86. Partition List #
Problem #
Given a linked list and a value x, partition it such that all nodes less than x come before nodes greater than or equal to x.
You should preserve the original relative order of the nodes in each of the two partitions.
Example:
Input: head = 1->4->3->2->5->2, x = 3
Output: 1->2->2->4->3->5
Problem Summary #
Given a number x, all numbers greater than or equal to x should be arranged after numbers less than x, and their relative positions must not change. Since the relative positions cannot change, we cannot use an idea similar to bubble sort.
Solution Approach #
The simplest way to solve this problem is to construct a doubly linked list, but the time complexity is O(n^2).

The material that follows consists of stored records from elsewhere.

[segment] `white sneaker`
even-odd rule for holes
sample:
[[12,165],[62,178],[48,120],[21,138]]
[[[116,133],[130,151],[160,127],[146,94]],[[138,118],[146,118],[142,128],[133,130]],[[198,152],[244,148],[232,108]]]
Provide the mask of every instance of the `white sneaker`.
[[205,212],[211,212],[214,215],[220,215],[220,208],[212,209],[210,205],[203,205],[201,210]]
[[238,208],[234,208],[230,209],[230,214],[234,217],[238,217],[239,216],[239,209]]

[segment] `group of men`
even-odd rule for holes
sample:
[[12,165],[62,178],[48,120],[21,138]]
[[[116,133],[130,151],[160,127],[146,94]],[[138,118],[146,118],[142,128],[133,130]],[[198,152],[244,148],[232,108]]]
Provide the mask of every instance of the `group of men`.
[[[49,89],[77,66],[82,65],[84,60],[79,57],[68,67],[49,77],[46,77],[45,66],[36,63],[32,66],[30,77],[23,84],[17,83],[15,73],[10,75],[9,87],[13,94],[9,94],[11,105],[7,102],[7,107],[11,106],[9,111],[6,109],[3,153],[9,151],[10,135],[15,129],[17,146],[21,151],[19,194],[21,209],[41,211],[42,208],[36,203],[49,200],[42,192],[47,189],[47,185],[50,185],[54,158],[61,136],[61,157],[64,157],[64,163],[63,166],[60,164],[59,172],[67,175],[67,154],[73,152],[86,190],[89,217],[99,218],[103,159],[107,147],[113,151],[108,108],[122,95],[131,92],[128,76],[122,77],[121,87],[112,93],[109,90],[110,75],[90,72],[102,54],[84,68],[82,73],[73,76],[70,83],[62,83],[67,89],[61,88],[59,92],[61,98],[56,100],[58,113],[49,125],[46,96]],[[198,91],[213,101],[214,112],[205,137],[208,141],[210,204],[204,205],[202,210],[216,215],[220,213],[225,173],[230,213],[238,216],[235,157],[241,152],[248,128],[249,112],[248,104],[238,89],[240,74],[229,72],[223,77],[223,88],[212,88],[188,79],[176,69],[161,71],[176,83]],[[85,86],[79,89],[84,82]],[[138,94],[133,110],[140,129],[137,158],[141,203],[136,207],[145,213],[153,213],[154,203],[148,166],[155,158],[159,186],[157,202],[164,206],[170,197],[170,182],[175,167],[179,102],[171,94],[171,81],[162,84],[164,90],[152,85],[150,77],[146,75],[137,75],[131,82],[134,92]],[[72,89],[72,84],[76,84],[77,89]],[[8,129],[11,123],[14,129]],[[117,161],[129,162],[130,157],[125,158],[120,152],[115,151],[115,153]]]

(In the following description, those greater than or equal to x are all considered greater than x)
A better method is to construct 2 new linked lists: one linked list specifically stores nodes less than x, and the other specifically stores nodes greater than x. Starting from the head of the original linked list, scan once and classify these two types of nodes into the 2 newly created linked lists in order, somewhat like pushing onto a stack. Since the original linked list is scanned from the head, the original order in the original linked list will still be preserved. Finally, the 2 new linked lists will store their respective results; by concatenating these two linked lists, putting the linked list less than x in front of the linked list greater than x, the final answer can be obtained.
Code #
package leetcode
/**
* Definition for singly-linked list.
* type ListNode struct {
* Val int
* Next *ListNode
* }
*/
// Solution 1: singly linked list
func partition(head *ListNode, x int) *ListNode {
beforeHead := &ListNode{Val: 0, Next: nil}
before := beforeHead
afterHead := &ListNode{Val: 0, Next: nil}
after := afterHead
for head != nil {
if head.Val < x {
before.Next = head
before = before.Next
} else {
after.Next = head
after = after.Next
}
head = head.Next
}
after.Next = nil
before.Next = afterHead.Next
return beforeHead.Next
}
// DoublyListNode define
type DoublyListNode struct {
Val int
Prev *DoublyListNode
Next *DoublyListNode
}
// Solution 2: doubly linked list
func partition1(head *ListNode, x int) *ListNode {
if head == nil || head.Next == nil {
return head
}
DLNHead := genDoublyListNode(head)
cur := DLNHead
for cur != nil {
if cur.Val < x {
tmp := &DoublyListNode{Val: cur.Val, Prev: nil, Next: nil}
compareNode := cur
for compareNode.Prev != nil {
if compareNode.Val >= x && compareNode.Prev.Val < x {
break
}
compareNode = compareNode.Prev
}
if compareNode == DLNHead {
if compareNode.Val < x {
cur = cur.Next
continue
} else {
tmp.Next = DLNHead
DLNHead.Prev = tmp
DLNHead = tmp
}
} else {
tmp.Next = compareNode
tmp.Prev = compareNode.Prev
compareNode.Prev.Next = tmp
compareNode.Prev = tmp
}
deleteNode := cur
if cur.Prev != nil {
deleteNode.Prev.Next = deleteNode.Next
}
if cur.Next != nil {
deleteNode.Next.Prev = deleteNode.Prev
}
}
cur = cur.Next
}
return genListNode(DLNHead)
}
func genDoublyListNode(head *ListNode) *DoublyListNode {
cur := head.Next
DLNHead := &DoublyListNode{Val: head.Val, Prev: nil, Next: nil}
curDLN := DLNHead
for cur != nil {
tmp := &DoublyListNode{Val: cur.Val, Prev: curDLN, Next: nil}
curDLN.Next = tmp
curDLN = tmp
cur = cur.Next
}
return DLNHead
}
func genListNode(head *DoublyListNode) *ListNode {
cur := head.Next
LNHead := &ListNode{Val: head.Val, Next: nil}
curLN := LNHead
for cur != nil {
tmp := &ListNode{Val: cur.Val, Next: nil}
curLN.Next = tmp
curLN = tmp
cur = cur.Next
}
return LNHead
}